Automation of load testing of banking software for terminals

In this post we will talk about testing server software, which serves a huge network of bank terminals in Russia and abroad. We cannot disclose the name of the bank, some lines of configs are hidden.

So, we are developing this software using a modern CI / CD approach, which ensures a high speed of delivery of features, hotfixes and releases in production. At the beginning of the year, we were offered the task of providing load testing of the developed solution and demonstrating to the customer the ability to embed any subtasks and steps into CI / CD.

In addition to common words, Wishlist boiled down to the following: it is necessary to provide automatic deployment of software to the load stand, think up an easy way to generate data, implement an automatic and semi-automatic way to start tests, provide tests with an automatic start and stop trigger on an event, connect the mechanics of NT to the task tracker for a short reporting, connect the testing system to the available NT analytics system, create the possibility of “painting” bad and good releases for further actions in the workflow (roll out or send Avit report). The requirements, it must be admitted, are absolutely adequate and understandable.

Automation

Let's start from afar. We constantly hear the same thing: “It is impossible to automate load testing of banking and financial software! We have too many relationships! We are very complicated! ”. This challenge only increased the excitement of solving the problem. We always wanted to check the complexity of a specific example.
')
Remember the wonderful picture about testing in the form of a pyramid and a cone with ice cream ? Pyramid is when you have a lot of cheap automatic Unit-tests and few expensive UIs. Horn with ice cream - on the contrary. The horn is expensive, unwieldy and does not scale, the pyramid is cheap and flexible.

Instead of doing load testing of software at the level of system interactions, in the banking software sector, traditionally everyone tests through UI, as has been the case since all-in-one systems and applications. It takes a lot of time and effort, which makes the development of banking software slow, poor quality and low-tech. At Jet Infosystems, we were spared these stereotypes - the developers themselves wrote unit tests on their code, functional testers perfectly programmed UI tests through Selenium + Cucumber . It remains only to build in the process an additional stage of load testing.

Infrastructure design

At the very beginning we decided to abandon interconnections that complicate and dilute the answer to the question of how productive and reliable code we are developing. For example, authorization and issuance of tokens for operations is the functionality of a third-party system, the performance of which within the framework of the task would be redundant. In addition, we immediately refused to integrate with several back-office systems, making a stub that responds to our system with a certain delay (we all know how dangerous it is to test the system on ultra-fast mocks).
But the most significant change in the testing paradigm is the rejection of the load testing of the UI terminal. Until now, this seems strange, but before us this server software was load-tested through the UI ATM. This happened as follows: some average user was emulated, which passed through some kind of scenario pool with a set of middle pauses (picing, think time), and the load tool was forced to create a load that consists of long and “cold” scenarios from several load generators HP Loadrunner, while the resulting load on one node of the API server was only about a hundred (!) Transactions per second. (Let's leave out the insane picture when thousands of citizens are trying to click on the controls of a single bank terminal). As a result, practically everything that was not related to the performance of the ATM backend was thrown out of the stand.

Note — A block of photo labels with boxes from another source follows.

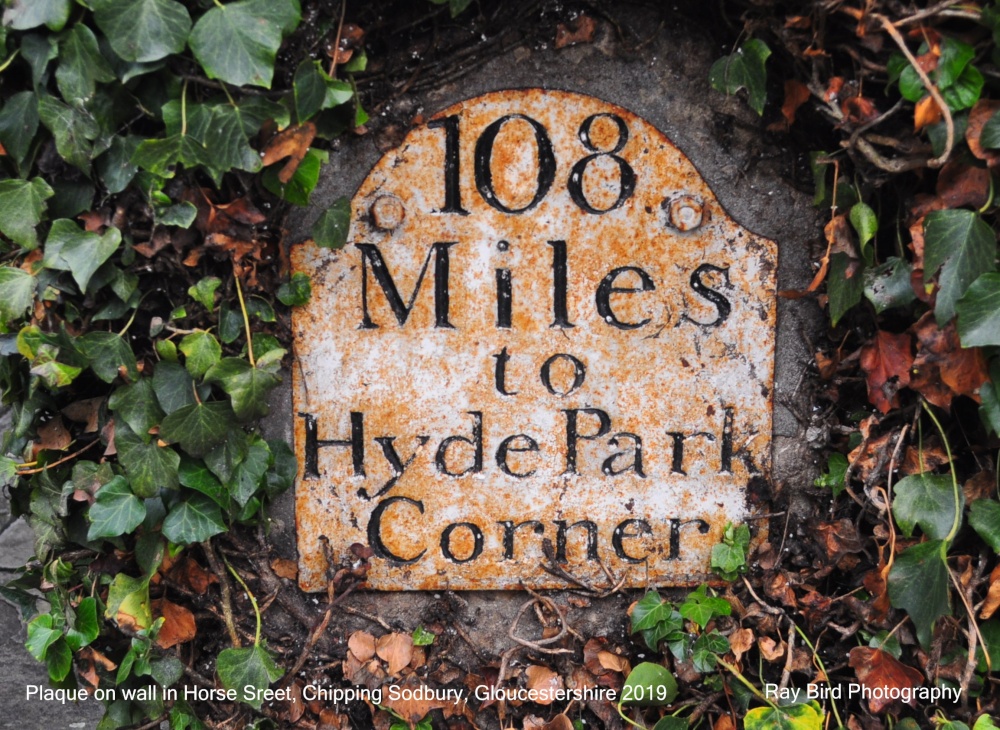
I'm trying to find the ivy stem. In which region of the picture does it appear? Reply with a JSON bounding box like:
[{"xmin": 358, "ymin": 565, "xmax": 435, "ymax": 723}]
[
  {"xmin": 921, "ymin": 401, "xmax": 962, "ymax": 554},
  {"xmin": 222, "ymin": 558, "xmax": 260, "ymax": 646},
  {"xmin": 792, "ymin": 622, "xmax": 844, "ymax": 727},
  {"xmin": 201, "ymin": 539, "xmax": 241, "ymax": 648},
  {"xmin": 233, "ymin": 269, "xmax": 257, "ymax": 368},
  {"xmin": 181, "ymin": 79, "xmax": 188, "ymax": 137}
]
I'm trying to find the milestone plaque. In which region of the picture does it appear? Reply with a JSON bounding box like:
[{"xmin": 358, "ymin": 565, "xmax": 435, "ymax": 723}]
[{"xmin": 292, "ymin": 89, "xmax": 777, "ymax": 591}]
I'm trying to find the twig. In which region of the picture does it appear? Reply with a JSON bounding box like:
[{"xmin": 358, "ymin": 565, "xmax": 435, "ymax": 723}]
[
  {"xmin": 201, "ymin": 538, "xmax": 242, "ymax": 647},
  {"xmin": 872, "ymin": 13, "xmax": 955, "ymax": 169},
  {"xmin": 17, "ymin": 439, "xmax": 101, "ymax": 477}
]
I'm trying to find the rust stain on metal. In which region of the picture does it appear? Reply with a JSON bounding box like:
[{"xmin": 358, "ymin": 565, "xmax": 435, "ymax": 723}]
[{"xmin": 292, "ymin": 89, "xmax": 776, "ymax": 590}]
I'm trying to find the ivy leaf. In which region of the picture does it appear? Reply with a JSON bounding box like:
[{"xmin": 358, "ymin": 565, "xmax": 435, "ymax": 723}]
[
  {"xmin": 115, "ymin": 424, "xmax": 181, "ymax": 498},
  {"xmin": 261, "ymin": 149, "xmax": 330, "ymax": 206},
  {"xmin": 205, "ymin": 357, "xmax": 281, "ymax": 421},
  {"xmin": 924, "ymin": 210, "xmax": 996, "ymax": 326},
  {"xmin": 312, "ymin": 198, "xmax": 351, "ymax": 250},
  {"xmin": 864, "ymin": 256, "xmax": 917, "ymax": 314},
  {"xmin": 632, "ymin": 591, "xmax": 674, "ymax": 634},
  {"xmin": 278, "ymin": 271, "xmax": 312, "ymax": 307},
  {"xmin": 3, "ymin": 0, "xmax": 70, "ymax": 32},
  {"xmin": 0, "ymin": 266, "xmax": 35, "ymax": 327},
  {"xmin": 108, "ymin": 378, "xmax": 163, "ymax": 434},
  {"xmin": 969, "ymin": 499, "xmax": 1000, "ymax": 553},
  {"xmin": 24, "ymin": 613, "xmax": 62, "ymax": 662},
  {"xmin": 87, "ymin": 476, "xmax": 146, "ymax": 540},
  {"xmin": 160, "ymin": 401, "xmax": 233, "ymax": 456},
  {"xmin": 188, "ymin": 276, "xmax": 222, "ymax": 311},
  {"xmin": 79, "ymin": 332, "xmax": 139, "ymax": 383},
  {"xmin": 892, "ymin": 472, "xmax": 965, "ymax": 540},
  {"xmin": 888, "ymin": 540, "xmax": 951, "ymax": 650},
  {"xmin": 153, "ymin": 362, "xmax": 201, "ymax": 415},
  {"xmin": 66, "ymin": 596, "xmax": 101, "ymax": 651},
  {"xmin": 826, "ymin": 253, "xmax": 865, "ymax": 327},
  {"xmin": 104, "ymin": 573, "xmax": 153, "ymax": 631},
  {"xmin": 229, "ymin": 436, "xmax": 271, "ymax": 507},
  {"xmin": 216, "ymin": 644, "xmax": 284, "ymax": 710},
  {"xmin": 131, "ymin": 133, "xmax": 210, "ymax": 178},
  {"xmin": 743, "ymin": 701, "xmax": 825, "ymax": 730},
  {"xmin": 38, "ymin": 94, "xmax": 101, "ymax": 169},
  {"xmin": 955, "ymin": 274, "xmax": 1000, "ymax": 347},
  {"xmin": 679, "ymin": 583, "xmax": 733, "ymax": 629},
  {"xmin": 691, "ymin": 630, "xmax": 729, "ymax": 674},
  {"xmin": 0, "ymin": 177, "xmax": 55, "ymax": 248},
  {"xmin": 188, "ymin": 0, "xmax": 301, "ymax": 89},
  {"xmin": 708, "ymin": 38, "xmax": 771, "ymax": 115},
  {"xmin": 177, "ymin": 458, "xmax": 229, "ymax": 508},
  {"xmin": 0, "ymin": 91, "xmax": 38, "ymax": 165},
  {"xmin": 163, "ymin": 494, "xmax": 226, "ymax": 545},
  {"xmin": 849, "ymin": 203, "xmax": 878, "ymax": 264},
  {"xmin": 56, "ymin": 23, "xmax": 115, "ymax": 104},
  {"xmin": 42, "ymin": 218, "xmax": 122, "ymax": 292},
  {"xmin": 94, "ymin": 0, "xmax": 191, "ymax": 63},
  {"xmin": 180, "ymin": 332, "xmax": 222, "ymax": 378},
  {"xmin": 620, "ymin": 662, "xmax": 677, "ymax": 707}
]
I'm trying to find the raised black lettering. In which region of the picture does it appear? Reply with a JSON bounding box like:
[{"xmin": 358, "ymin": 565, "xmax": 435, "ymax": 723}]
[
  {"xmin": 611, "ymin": 520, "xmax": 653, "ymax": 563},
  {"xmin": 299, "ymin": 411, "xmax": 365, "ymax": 479},
  {"xmin": 563, "ymin": 408, "xmax": 611, "ymax": 474},
  {"xmin": 497, "ymin": 520, "xmax": 545, "ymax": 560},
  {"xmin": 685, "ymin": 264, "xmax": 733, "ymax": 327},
  {"xmin": 441, "ymin": 522, "xmax": 483, "ymax": 564},
  {"xmin": 549, "ymin": 241, "xmax": 576, "ymax": 328},
  {"xmin": 368, "ymin": 497, "xmax": 427, "ymax": 565},
  {"xmin": 552, "ymin": 520, "xmax": 598, "ymax": 563},
  {"xmin": 594, "ymin": 266, "xmax": 656, "ymax": 330},
  {"xmin": 475, "ymin": 114, "xmax": 556, "ymax": 213},
  {"xmin": 434, "ymin": 411, "xmax": 483, "ymax": 477},
  {"xmin": 667, "ymin": 518, "xmax": 710, "ymax": 560},
  {"xmin": 601, "ymin": 431, "xmax": 646, "ymax": 479},
  {"xmin": 496, "ymin": 433, "xmax": 538, "ymax": 478},
  {"xmin": 539, "ymin": 352, "xmax": 587, "ymax": 396},
  {"xmin": 355, "ymin": 242, "xmax": 458, "ymax": 329}
]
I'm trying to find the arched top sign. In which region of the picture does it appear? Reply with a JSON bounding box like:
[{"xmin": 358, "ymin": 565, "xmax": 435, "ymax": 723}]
[{"xmin": 292, "ymin": 89, "xmax": 777, "ymax": 590}]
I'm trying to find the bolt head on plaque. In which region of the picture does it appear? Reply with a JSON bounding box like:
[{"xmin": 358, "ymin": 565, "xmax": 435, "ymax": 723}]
[
  {"xmin": 663, "ymin": 195, "xmax": 705, "ymax": 233},
  {"xmin": 291, "ymin": 89, "xmax": 776, "ymax": 591},
  {"xmin": 370, "ymin": 195, "xmax": 406, "ymax": 231}
]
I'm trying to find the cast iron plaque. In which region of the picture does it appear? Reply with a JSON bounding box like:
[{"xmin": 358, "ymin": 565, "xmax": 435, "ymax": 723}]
[{"xmin": 292, "ymin": 89, "xmax": 776, "ymax": 591}]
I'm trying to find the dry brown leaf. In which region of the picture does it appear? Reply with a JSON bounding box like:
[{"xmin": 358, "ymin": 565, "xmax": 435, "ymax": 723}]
[
  {"xmin": 729, "ymin": 629, "xmax": 754, "ymax": 662},
  {"xmin": 524, "ymin": 664, "xmax": 563, "ymax": 705},
  {"xmin": 382, "ymin": 672, "xmax": 449, "ymax": 727},
  {"xmin": 375, "ymin": 632, "xmax": 413, "ymax": 674},
  {"xmin": 271, "ymin": 558, "xmax": 299, "ymax": 580},
  {"xmin": 597, "ymin": 651, "xmax": 631, "ymax": 674},
  {"xmin": 712, "ymin": 715, "xmax": 736, "ymax": 730},
  {"xmin": 35, "ymin": 416, "xmax": 73, "ymax": 453},
  {"xmin": 347, "ymin": 631, "xmax": 375, "ymax": 662},
  {"xmin": 261, "ymin": 122, "xmax": 316, "ymax": 183},
  {"xmin": 979, "ymin": 565, "xmax": 1000, "ymax": 616},
  {"xmin": 153, "ymin": 598, "xmax": 198, "ymax": 649},
  {"xmin": 913, "ymin": 95, "xmax": 942, "ymax": 132},
  {"xmin": 316, "ymin": 708, "xmax": 351, "ymax": 730},
  {"xmin": 861, "ymin": 330, "xmax": 913, "ymax": 413},
  {"xmin": 965, "ymin": 99, "xmax": 1000, "ymax": 167},
  {"xmin": 555, "ymin": 14, "xmax": 597, "ymax": 49},
  {"xmin": 910, "ymin": 312, "xmax": 989, "ymax": 408},
  {"xmin": 757, "ymin": 636, "xmax": 787, "ymax": 662},
  {"xmin": 62, "ymin": 398, "xmax": 104, "ymax": 433},
  {"xmin": 848, "ymin": 646, "xmax": 924, "ymax": 713}
]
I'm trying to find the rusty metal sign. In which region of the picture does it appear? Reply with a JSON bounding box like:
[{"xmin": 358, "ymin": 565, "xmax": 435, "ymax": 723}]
[{"xmin": 292, "ymin": 89, "xmax": 776, "ymax": 591}]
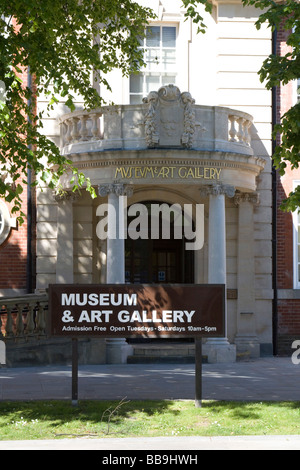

After designing and inspecting the remaining infrastructure, it became approximately clear how the process would be built, what benefits would be received, and it was necessary to start creating the NT process itself.

CI / CD process and software

The software code is laid out in the internal git-repository (GitLab). After committing on a special trigger, Jenkins pulls out the code on the assembly machine and tries to compile a release with a run of all the Unit tests. After a successful build using scripts, the assembled build is installed in two test environments - NT and FT - and makes a restart of testing. After lifting the backend, Jenkins runs one after another FT, UI and TFT tests. Load testing is launched as a separate task, but it’s worth mentioning separately.

As everyone knows, the classic load testing tool consists of three “pillars”: a test data generator, a load generator and an analyzer of the results obtained. Therefore, we solved the problem in three directions.

In order to compile a relevant request to the API and not to rewrite XML each time for a changing specification, we went the other way - we “rob” the TOP-10 of the main payment scenarios at the time of the UI test run. To do this, we deployed tshark on a test bench, from which dump we collect XML (we will later send it to the API). This allows you to save a lot of time and effort on the preparation of test data.

We used the most popular tool in the Open Source market, JMeter, as a load generator, but Yandex.Tank was used as a binding tool for it. JMeter's capacity to send 100 transactions per second to one node is more than enough, and Tank gives us convenience in automation and several useful features - auto-stop, interactive graphics, the ability to use other load generators without reshaping the NT process, etc.

The most difficult part in the design phase of NT is the analytical part. Since there are no separate solutions on the market to create our analytics for performance testing, we decided to use Overload from Yandex . Overload is a service for storing and analyzing load test results. You create the load from your load generators, and upload the results to the service and watch them there in the form of graphs. Now the service is in a public beta, and for Jet Infosystems, Yandex has created a pilot private instance.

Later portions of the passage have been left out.